オーディションが近づくにつれ、ピリリとした緊張感がスクール内に漂いだした。どの子も研がれた刃物みたいな、張りつめた空気を纏っている。カメラが回っていることも忘れ殺伐とすらしていた。
 私たちは間違いなく勝負の舞台に立っている。もうすぐ未来が決まる。勝てば栄光への一歩、負ければすべてが思わってしまう。皆、人生で初めて自分の人生に責任を持つという緊張感に晒されているのかもしれない。
 もちろん社会人経験者の私も緊張するのは同じだ。むしろ仕事を辞めて後が無い分、人一倍といってもいい。気を抜けば胃が捩じれてしまいそうだ。
でも同じくらい、わくわくしている。
 ルナはどうなのだろう。
 授業中も二人で練習している時も清々しいくらい幸せそうなルナの瞳は、真っ直ぐに前だけに向けられているように見える。

「ルナはオーディション、怖くないの」
「やだ、今から緊張してるの? 早いよ」
 スポーツドリンクを飲んでいたルナが苦笑する。
「だって、駄目だったら今度こそ夢から醒めなといけないし」

 眩しい夏のようなこの日々ができればずっと続いて欲しい。実力で勝ち取ってみせるという意気込みはあるが、もしもを考えるとやっぱり胃の底が冷える。

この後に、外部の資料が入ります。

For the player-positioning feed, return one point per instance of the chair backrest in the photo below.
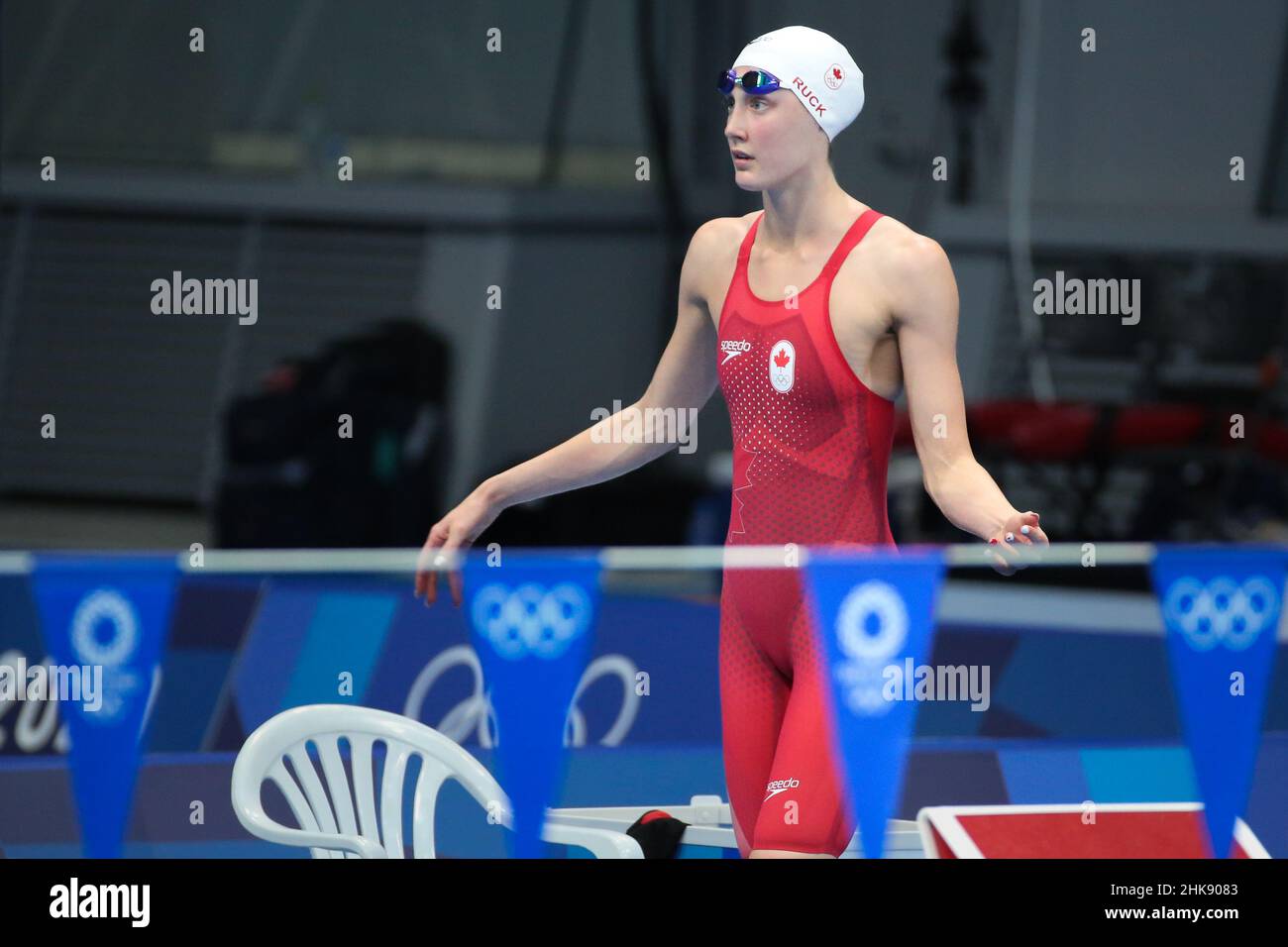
(339, 823)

「なに言ってるの。負けたって終わりじゃないでしょ。見続けようとすれば夢から覚めることはないの」
「ルナは今回ダメでも次のチャンスを探すの?」
「当たり前でしょ。私は歌手として生きてくって決めたの。何度だって挑戦する。ヒロは違うの?」
「私は……」
 すぐには答えられなかった。歌を仕事に出来たら幸せだ。ずっとアマネのようになりたいと思っていたし、奏夜だけでなく、もっと大勢の人に私の歌が必要だと言わせたい。
 でも永遠に無邪気な子どもではいられない。もし何度挑戦してもダメだったら、仮に歌手になっても売れなかったら、年をとったら、考え出したら際限なく暗い方へ思考が転がり落ちていく。

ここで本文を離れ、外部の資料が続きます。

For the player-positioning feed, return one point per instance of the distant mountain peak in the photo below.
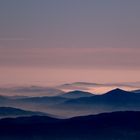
(77, 94)
(117, 91)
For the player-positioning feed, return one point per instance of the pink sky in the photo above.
(51, 66)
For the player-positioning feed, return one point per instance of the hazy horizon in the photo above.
(49, 42)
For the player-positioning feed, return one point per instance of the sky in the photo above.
(49, 42)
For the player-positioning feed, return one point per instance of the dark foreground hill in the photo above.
(107, 126)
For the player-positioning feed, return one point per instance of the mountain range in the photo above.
(77, 103)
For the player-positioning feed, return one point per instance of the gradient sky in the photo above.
(50, 42)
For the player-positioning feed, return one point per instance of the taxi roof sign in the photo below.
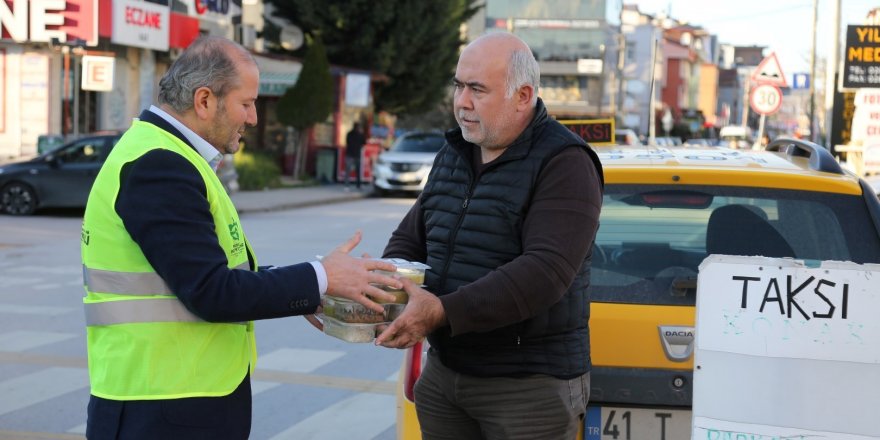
(770, 72)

「ヒロの人生でしょ。好きなことしなくてどうするの?」
 ルナがあっけらかんと言う。

「そうは言っても、いろいろ考えるの。私、ルナより八つも上なんだし」
「また年の話? だから朱音にオバさんって呼ばれるのよ」
「ひどーい。もう少し真面目に聞いてよ」
「真面目だよ。私は勝つ。欲しいものを勝ち取るまでは絶対にあきらめないの」

 ふいにルナが真剣な目をする。
 その表情が好きだと、私は思った。自らの望むもののために、ひたむきに努力を重ねることができる強さ。自分を信じる力。私に欠けている物をルナは持っている。だからこんなにも惹かれるのかもしれない。

「やる前から負け犬は卒業したんじゃないの?」
「きっついなぁ。でもそうだよね。つい」

 情けなさに苦笑する。勝手に限界を決めていつも挑戦することから逃げてきた。自分を縛っているのは自分自身なのだ。私なんかはもう本当に卒業しよう。

「私も、勝つ」
 口にすると力が沸いてきた。ルナがにっと笑う。
「そうだよ。それに私が一緒だもの。大丈夫よ」
「なにそれ、すごい自信」
 思わず笑った。そこまで潔く自分を信じられる彼女が羨ましい。

「私、今度の日曜日に母親にもう一度会ってくる」
 ルナにというよりは自分に対する宣言だった。
「気が合うわね、私もオーディションまでにママと話すつもりだったの」
 ルナが目を瞬いて言う。
 初めてルナより先手を取ったね。そう冗談めかした私に、ルナは複雑な顔で笑った。私たちはそれぞれの家に帰り、公園で待ち合わせしてその結果を報告し合うことにした。